As soon as we got our clearance to finally move, we were off. Happily for us, the river levels seemed exceptionally low for mid-November, and in the first 17 days of our traverse, it only rained once. For most of the last few years, abundant water has been something I could take for granted, and in fact the raging torrents of the high-water season were often a physical danger. Now, I was increasingly concerned about finding enough fresh water to drink. Pizarro told me he could not remember it ever being so dry before, at this time of year. Many of the small quebradas (streams) we crossed were dry, and on more than one occasion we were left gasping for water and feeling dangerously dehydrated after running dry, which led me to think deeply again about how easily we all take fresh water for granted.

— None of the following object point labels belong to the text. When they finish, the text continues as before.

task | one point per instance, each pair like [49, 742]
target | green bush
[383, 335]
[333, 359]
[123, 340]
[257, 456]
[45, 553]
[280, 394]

A BBC article I recently read about how explorer Chaz Powell almost lost his life due to dehydration whilst Walking the Zambezi gives you some idea of how it effects the body and mind, and the desperate panic and unimaginable craving for water that enseus, especially when you are aware of the potentially fatal consequences of not finding any. Read here.
As Benjamin Franklin said, “When the well’s dry, we know the worth of water.” These thoughts have been on my mind so much, that I include a few facts below, perhaps more for younger readers (but recommended for everyone!). For those more interested in the traverse itself, please scroll down to the section on the Traverse.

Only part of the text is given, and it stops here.